Nyaman tanpa iklan. Langganan BisnisPro

Pelik! Perekrutan Nakes Honorer untuk PPPK Dihantui Banyak Hambatan

Merujuk data Apkesmi, dari sekitar 10.373 puskesmas di Indonesia, komposisi tenaga kesehatan honorer mencapai 60-70 persen, sedangkan yang berstatus ASN hanya 30-40 persen.
Tenaga kesehatan menyuntikkan cairan vaksin dosis ketiga kepada warga lansia saat vaksinasi booster Covid-19 di Puskesmas Kecamatan Kramat Jati, Jakarta, Rabu (12/1/2021). Bisnis/Arief Hermawan P
Tenaga kesehatan menyuntikkan cairan vaksin dosis ketiga kepada warga lansia saat vaksinasi booster Covid-19 di Puskesmas Kecamatan Kramat Jati, Jakarta, Rabu (12/1/2021). Bisnis/Arief Hermawan P

Bisnis.com, JAKARTA – Asosiasi Puskesmas Indonesia (Apkesmi) mencatat jumlah tenaga kesehatan honorer di seluruh wilayah Indonesia jauh lebih banyak dari tenaga kesehatan yang berstatus Aparatur Sipil Negara atau ASN.

Merujuk data Apkesmi, dari sekitar 10.373 puskesmas di Indonesia, komposisi tenaga kesehatan (nakes) honorer mencapai 60 hingga 70 persen, sedangkan yang berstatus ASN hanya 30 sampai 40 persen.

Ketua Umum Forum Tenaga Kesehatan Honorer (FTKH) Bambang Utomo meminta kepada Kementerian Kesehatan untuk memperbanyak jumlah formasi sehingga tenaga kesehatan dapat terserap dalam Aparatur Sipil Negara (ASN).

Mulai 2022, pemerintah memprioritaskan nakes honorer untuk mengikuti seleksi menjadi Pegawai Pemerintah dengan Perjanjian Kerja (PPPK) guna memenuhi kebutuhan tenaga kesehatan di seluruh fasyankes di Indonesia. Pada rekrutmen ASN 2021, jumlah formasi nakes tercatat kedua terbanyak setelah guru tetapi masih tergolong sangat sedikit.

Data Kemenkes mencatat tahun lalu kebutuhan tenaga dosen untuk PNS sebanyak 198 orang, tenaga teknis untuk PNS sebanyak 638 orang.

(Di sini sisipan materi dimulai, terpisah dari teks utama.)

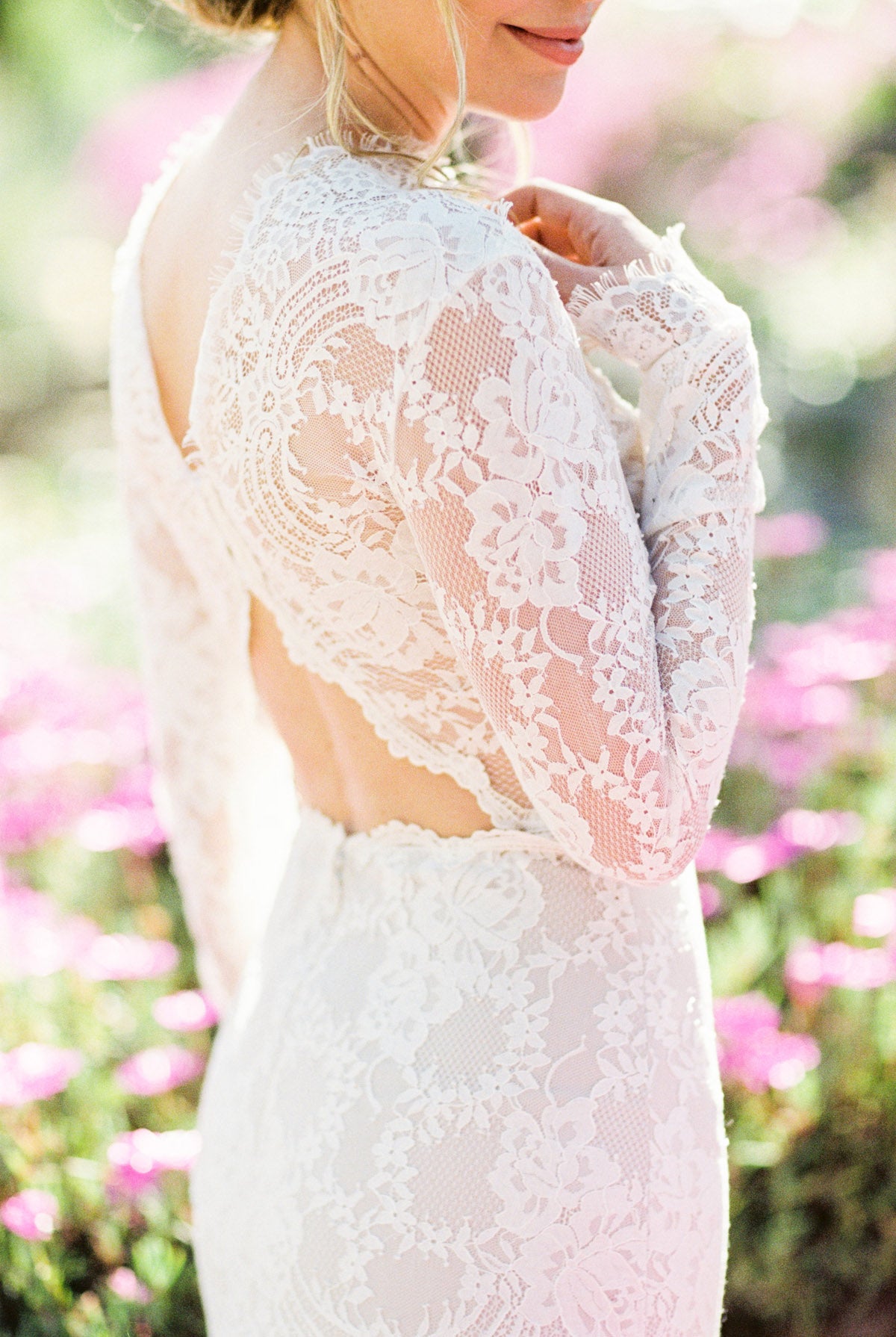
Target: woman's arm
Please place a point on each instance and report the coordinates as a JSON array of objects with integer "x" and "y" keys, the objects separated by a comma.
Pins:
[
  {"x": 610, "y": 661},
  {"x": 223, "y": 776}
]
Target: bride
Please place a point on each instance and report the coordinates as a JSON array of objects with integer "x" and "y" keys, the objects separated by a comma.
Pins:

Sementara itu jumlah kebutuhan PNS untuk nakes sebesar 2.963 orang dengan kebutuhan PPPK sebanyak 398 orang.

Hingga 1 April 2022 nakes non ASN yang sudah terdaftar oleh Kemenkes sebanyak 213.249 orang. Rencananya pembukaan formasi baru PPPK Nakes akan dilakukan bertahap sampai 2023 dengan beberapa kriteria prioritas. 

“Kami memohon dan berharap dukungan dari Komisi IX DPR RI supaya Pak Menkes berani bersuara menyampaikan aspirasi kami, supaya kami diberikan formasi yang banyak, supaya nakes ini segera selesai, tidak ada lagi nakes honorer,” harap Bambang saat menyampaikan aspirasinya di Rapat Panja Komisi IX DPR RI, Senin (23/5/2022).

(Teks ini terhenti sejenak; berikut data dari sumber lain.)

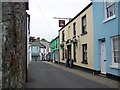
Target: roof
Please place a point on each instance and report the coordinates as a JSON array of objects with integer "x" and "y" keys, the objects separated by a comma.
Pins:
[{"x": 77, "y": 15}]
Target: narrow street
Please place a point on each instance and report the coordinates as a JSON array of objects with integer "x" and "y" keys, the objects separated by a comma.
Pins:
[{"x": 49, "y": 75}]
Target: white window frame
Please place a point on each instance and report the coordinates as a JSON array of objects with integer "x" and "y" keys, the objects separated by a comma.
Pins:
[
  {"x": 105, "y": 11},
  {"x": 114, "y": 65}
]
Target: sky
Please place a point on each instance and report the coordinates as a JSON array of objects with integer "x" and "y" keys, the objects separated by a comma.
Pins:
[{"x": 42, "y": 23}]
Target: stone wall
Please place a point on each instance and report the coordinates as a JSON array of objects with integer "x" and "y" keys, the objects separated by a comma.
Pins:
[{"x": 13, "y": 45}]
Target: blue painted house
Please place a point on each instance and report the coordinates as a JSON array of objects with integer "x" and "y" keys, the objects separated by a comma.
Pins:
[{"x": 106, "y": 17}]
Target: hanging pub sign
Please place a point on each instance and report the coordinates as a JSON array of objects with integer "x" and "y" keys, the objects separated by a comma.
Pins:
[{"x": 61, "y": 23}]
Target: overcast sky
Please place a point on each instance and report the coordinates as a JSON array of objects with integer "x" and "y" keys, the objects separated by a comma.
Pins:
[{"x": 42, "y": 12}]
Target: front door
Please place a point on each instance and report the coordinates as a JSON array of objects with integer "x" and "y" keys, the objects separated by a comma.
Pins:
[
  {"x": 69, "y": 51},
  {"x": 103, "y": 57}
]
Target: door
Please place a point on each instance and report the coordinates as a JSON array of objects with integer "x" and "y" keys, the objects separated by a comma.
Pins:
[
  {"x": 69, "y": 51},
  {"x": 103, "y": 57}
]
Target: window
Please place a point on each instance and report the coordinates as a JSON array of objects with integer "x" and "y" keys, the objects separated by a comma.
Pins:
[
  {"x": 74, "y": 29},
  {"x": 84, "y": 25},
  {"x": 116, "y": 50},
  {"x": 84, "y": 51},
  {"x": 110, "y": 8},
  {"x": 63, "y": 36}
]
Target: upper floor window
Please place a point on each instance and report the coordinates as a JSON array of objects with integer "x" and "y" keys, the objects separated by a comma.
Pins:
[
  {"x": 74, "y": 28},
  {"x": 110, "y": 8},
  {"x": 63, "y": 36},
  {"x": 84, "y": 25}
]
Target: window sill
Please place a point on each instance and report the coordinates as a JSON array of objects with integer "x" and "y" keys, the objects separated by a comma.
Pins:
[
  {"x": 110, "y": 18},
  {"x": 115, "y": 66}
]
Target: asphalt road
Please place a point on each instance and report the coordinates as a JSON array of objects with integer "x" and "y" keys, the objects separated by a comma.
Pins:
[{"x": 43, "y": 75}]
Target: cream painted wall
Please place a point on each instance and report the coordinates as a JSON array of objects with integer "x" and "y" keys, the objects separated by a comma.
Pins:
[{"x": 85, "y": 39}]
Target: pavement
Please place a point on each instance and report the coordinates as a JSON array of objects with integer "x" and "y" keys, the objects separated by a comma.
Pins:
[{"x": 42, "y": 74}]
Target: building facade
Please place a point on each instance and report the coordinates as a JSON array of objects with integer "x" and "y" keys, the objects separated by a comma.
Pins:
[
  {"x": 54, "y": 45},
  {"x": 76, "y": 39},
  {"x": 107, "y": 37}
]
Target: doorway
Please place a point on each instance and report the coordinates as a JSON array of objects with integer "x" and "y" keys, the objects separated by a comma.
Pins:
[{"x": 103, "y": 56}]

Untuk itu, Bambang meminta kepada pemerintah dan Kemenkes untuk memperbanyak formasi bagi tenaga kesehatan.

Berkembangnya isu bahwa tidak ada lagi pekerja dengan status honorer pada 2023 membuat gelisah para nakes honorer karena akan kalah saing dengan para lulusan baru.

“Kita berharap di KemenPANRB dan Kemenkes memberikan formasi yang sesuai dengan jumlah nakes honorer yang ada. Adanya dukungan afirmasi dengan tiga prioritas berdasarkan  masa kerja, usia, dan sertifikat keahlian menjadi pertimbangan untuk nakes honorer,” lanjut Bambang. 

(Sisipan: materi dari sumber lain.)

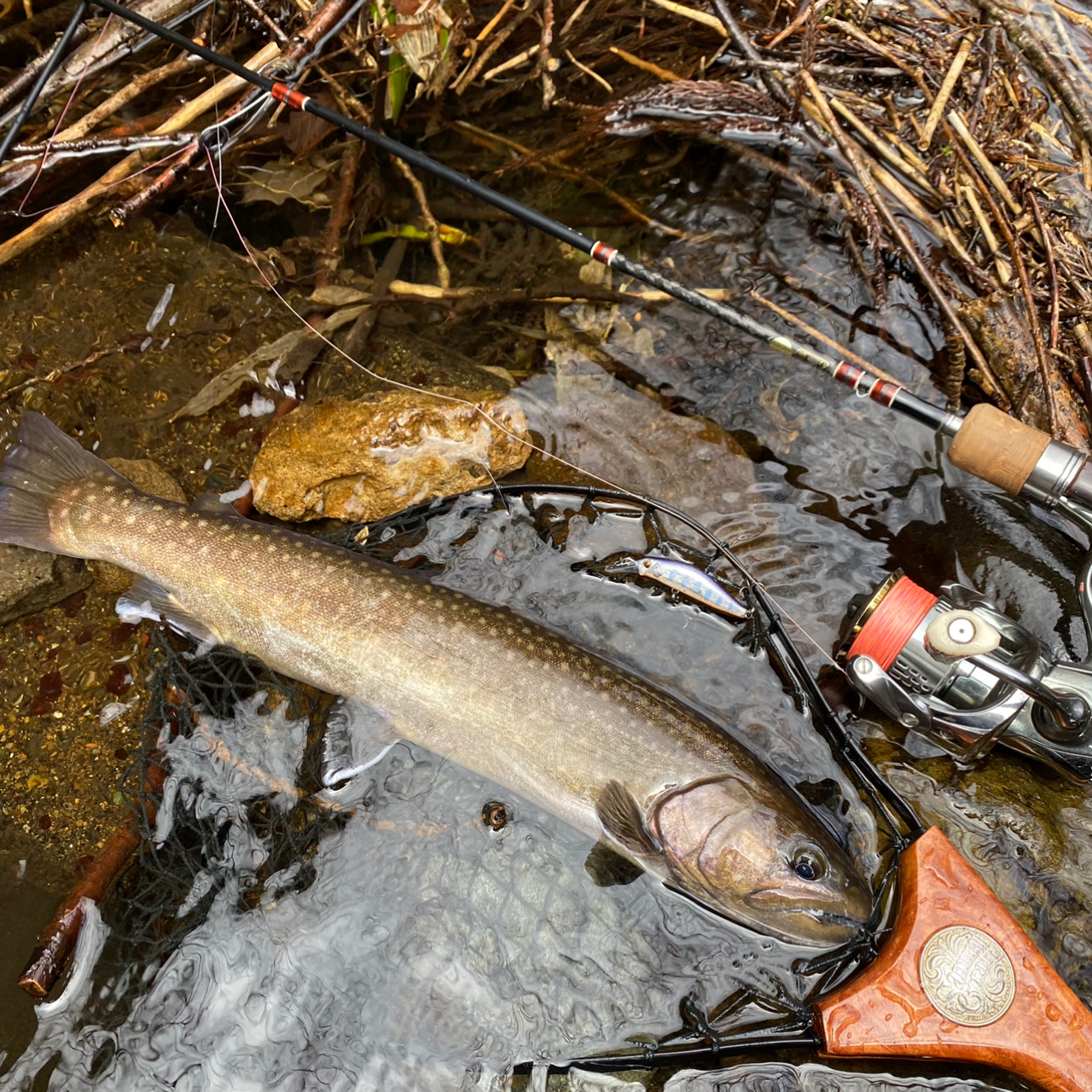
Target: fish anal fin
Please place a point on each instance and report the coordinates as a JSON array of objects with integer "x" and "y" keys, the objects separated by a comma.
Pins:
[
  {"x": 148, "y": 600},
  {"x": 358, "y": 735},
  {"x": 607, "y": 867},
  {"x": 623, "y": 820}
]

Tak Semua Nakes Honorer Dapat Diangkat Jadi PPPK

Pada kenyataannya, tidak semua nakes honorer di fasilitas pelayanan kesehatan tercatat sebagai nakes yang dibuktikan dengan surat tanda registrasi (STR).

Direktur Jenderal Tenaga Kesehatan Kemenkes Arianti Anaya menyampaikan di tengah pendataan nakes honorer, sejumlah data menunjukkan bahwa tidak selalu nakes honorer yang direkrut itu sesuai dengan aturan yang ada.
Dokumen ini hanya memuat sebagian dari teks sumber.